How to choose well when you can't see the future: the math behind self-driving cars and aircraft collision avoidance. This module climbs from an everyday intuition to the real mechanism, then names the Stanford course it descends from.

Teacher script · ~45 min

  1. 0–5

    Hook

    Should you bring an umbrella? You don't know if it'll rain; you only know a chance. Good decisions aren't about being right every time; they're about being right on average given what you know. That single shift is the whole field.

  2. 5–15

    Explore

    Students do the activity in pairs: Use it for real: should you study or sleep before a test you're 70% ready for? Put numbers on it and compute.

  3. 15–30

    Explain

    Real life isn't one choice; it's a sequence, where each move changes what comes next, and sometimes you can't even see the full situation (fog, sensor noise).

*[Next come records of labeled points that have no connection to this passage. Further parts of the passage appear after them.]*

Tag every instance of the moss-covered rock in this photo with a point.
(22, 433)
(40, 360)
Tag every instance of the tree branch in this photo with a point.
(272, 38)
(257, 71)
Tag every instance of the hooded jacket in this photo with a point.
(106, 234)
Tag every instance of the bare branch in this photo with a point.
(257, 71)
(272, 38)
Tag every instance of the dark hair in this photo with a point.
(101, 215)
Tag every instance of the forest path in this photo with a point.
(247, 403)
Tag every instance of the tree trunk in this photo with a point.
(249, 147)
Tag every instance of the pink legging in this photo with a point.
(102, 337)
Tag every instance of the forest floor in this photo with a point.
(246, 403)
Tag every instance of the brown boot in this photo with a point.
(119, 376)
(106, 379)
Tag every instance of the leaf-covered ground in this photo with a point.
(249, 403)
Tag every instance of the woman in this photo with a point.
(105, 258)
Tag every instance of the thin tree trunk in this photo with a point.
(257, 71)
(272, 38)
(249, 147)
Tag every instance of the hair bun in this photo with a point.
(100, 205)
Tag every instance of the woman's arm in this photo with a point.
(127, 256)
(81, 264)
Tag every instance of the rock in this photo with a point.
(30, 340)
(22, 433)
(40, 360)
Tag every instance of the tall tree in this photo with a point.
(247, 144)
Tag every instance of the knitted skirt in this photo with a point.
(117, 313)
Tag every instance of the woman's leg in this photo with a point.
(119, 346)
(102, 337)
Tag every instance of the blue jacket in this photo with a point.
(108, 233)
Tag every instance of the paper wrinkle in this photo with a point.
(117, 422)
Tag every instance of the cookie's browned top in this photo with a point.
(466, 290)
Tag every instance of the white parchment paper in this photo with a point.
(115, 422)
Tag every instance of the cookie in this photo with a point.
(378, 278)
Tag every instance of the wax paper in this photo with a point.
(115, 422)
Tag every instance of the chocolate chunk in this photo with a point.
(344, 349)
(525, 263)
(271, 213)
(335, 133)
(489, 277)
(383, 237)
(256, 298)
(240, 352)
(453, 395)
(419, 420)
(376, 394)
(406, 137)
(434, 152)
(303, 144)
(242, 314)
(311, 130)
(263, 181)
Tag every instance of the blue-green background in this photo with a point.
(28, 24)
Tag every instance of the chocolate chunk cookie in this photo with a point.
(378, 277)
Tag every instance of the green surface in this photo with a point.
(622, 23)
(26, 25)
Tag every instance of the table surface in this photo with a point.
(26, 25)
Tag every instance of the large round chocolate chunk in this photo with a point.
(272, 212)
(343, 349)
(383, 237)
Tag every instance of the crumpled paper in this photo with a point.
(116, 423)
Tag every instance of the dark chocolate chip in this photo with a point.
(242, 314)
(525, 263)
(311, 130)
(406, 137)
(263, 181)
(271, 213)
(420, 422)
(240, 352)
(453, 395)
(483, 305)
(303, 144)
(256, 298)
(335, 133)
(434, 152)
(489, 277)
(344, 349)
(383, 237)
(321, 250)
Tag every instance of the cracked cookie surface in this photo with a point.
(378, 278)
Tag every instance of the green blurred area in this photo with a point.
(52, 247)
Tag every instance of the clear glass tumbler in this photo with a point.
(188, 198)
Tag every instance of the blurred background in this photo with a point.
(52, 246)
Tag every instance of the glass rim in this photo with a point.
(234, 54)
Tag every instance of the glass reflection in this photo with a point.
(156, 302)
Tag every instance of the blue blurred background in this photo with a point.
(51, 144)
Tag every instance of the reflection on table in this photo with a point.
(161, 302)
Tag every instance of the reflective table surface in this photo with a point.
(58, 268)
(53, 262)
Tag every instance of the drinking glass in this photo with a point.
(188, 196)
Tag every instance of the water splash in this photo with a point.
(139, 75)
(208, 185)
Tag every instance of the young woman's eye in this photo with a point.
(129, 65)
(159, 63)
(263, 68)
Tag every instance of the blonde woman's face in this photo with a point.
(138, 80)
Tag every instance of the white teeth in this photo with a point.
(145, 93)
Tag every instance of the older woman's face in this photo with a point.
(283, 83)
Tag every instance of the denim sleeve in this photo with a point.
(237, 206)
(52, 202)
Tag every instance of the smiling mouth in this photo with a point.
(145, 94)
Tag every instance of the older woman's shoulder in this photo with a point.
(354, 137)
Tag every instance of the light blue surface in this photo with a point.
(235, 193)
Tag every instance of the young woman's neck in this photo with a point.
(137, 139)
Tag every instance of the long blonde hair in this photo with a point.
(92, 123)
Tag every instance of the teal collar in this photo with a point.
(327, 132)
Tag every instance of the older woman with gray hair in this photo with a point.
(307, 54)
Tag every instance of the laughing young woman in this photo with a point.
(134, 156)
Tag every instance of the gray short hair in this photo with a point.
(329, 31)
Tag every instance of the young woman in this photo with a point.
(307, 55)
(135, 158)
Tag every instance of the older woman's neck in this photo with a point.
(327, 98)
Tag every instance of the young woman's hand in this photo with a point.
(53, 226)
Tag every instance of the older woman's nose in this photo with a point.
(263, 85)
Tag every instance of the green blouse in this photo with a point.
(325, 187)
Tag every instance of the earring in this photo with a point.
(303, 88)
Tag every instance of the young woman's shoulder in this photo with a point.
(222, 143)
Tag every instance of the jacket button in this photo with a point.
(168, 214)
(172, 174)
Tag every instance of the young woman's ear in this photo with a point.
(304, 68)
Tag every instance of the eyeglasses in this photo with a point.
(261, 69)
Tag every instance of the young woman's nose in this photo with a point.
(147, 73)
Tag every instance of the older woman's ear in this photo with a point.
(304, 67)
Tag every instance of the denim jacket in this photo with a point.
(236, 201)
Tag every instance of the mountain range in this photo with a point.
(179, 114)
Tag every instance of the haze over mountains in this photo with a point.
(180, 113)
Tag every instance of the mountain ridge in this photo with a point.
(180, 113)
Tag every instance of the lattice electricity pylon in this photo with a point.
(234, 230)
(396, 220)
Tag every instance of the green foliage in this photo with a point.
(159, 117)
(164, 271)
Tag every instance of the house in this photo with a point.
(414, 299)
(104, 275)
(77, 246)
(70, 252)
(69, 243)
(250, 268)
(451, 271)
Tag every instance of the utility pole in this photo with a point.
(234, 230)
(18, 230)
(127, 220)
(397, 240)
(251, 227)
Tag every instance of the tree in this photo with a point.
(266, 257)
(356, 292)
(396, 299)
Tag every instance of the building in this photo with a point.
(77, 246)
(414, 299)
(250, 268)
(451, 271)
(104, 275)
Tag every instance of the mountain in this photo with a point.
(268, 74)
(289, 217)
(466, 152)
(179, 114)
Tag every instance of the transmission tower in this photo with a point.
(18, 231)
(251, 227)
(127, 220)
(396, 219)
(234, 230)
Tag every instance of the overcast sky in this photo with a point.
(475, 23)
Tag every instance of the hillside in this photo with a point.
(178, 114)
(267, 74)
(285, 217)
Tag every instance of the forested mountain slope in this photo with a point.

The trick is to reason backward from good futures to today's best move, and to value information itself, because knowing more changes what you should do.

  4. 30–40

    Connect to the summit

    Show students this is the real thing professionals build: CS238 (AA228), the real thing. How to choose well when you can't see the future: the math behind self-driving cars and aircraft collision avoidance.

  5. 40–45

    Check

    Run the formative check below. Anyone who can explain a key term in their own words has it.

Student activity

Use it for real: should you study or sleep before a test you're 70% ready for? Put numbers on it and compute.

Slides

1Title: Decision Making Under Uncertainty
2Hook: Deciding when you're not sure
3Do it: Score your choices
4How it works: Decisions that chain together
5Key idea: Expected value
6Key idea: Utility
7Key idea: POMDP
8From the summit: CS238 at Stanford

Formative check

  • 1.In your own words, what is "Expected value"? (Looking for: The average payoff of a choice, weighing each outcome by how likely it is.)
  • 2.In your own words, what is "Utility"? (Looking for: A number capturing how much you actually value an outcome, not always the dollar amount.)
  • 3.In your own words, what is "POMDP"? (Looking for: A decision problem where you can't directly see the true state, only noisy hints of it.)

Carry-away concepts

Expected value
The average payoff of a choice, weighing each outcome by how likely it is.
Utility
A number capturing how much you actually value an outcome, not always the dollar amount.
POMDP
A decision problem where you can't directly see the true state, only noisy hints of it.
Value of information
How much a decision improves if you go gather one more fact before choosing.

From the summit · the Stanford source

You formalize sequential decisions as POMDPs, solve them with value iteration and online planning, and handle cases where you can't even observe the true state of the world.

This module descends from CS238 at Stanford. Students who climb the full ladder arrive here.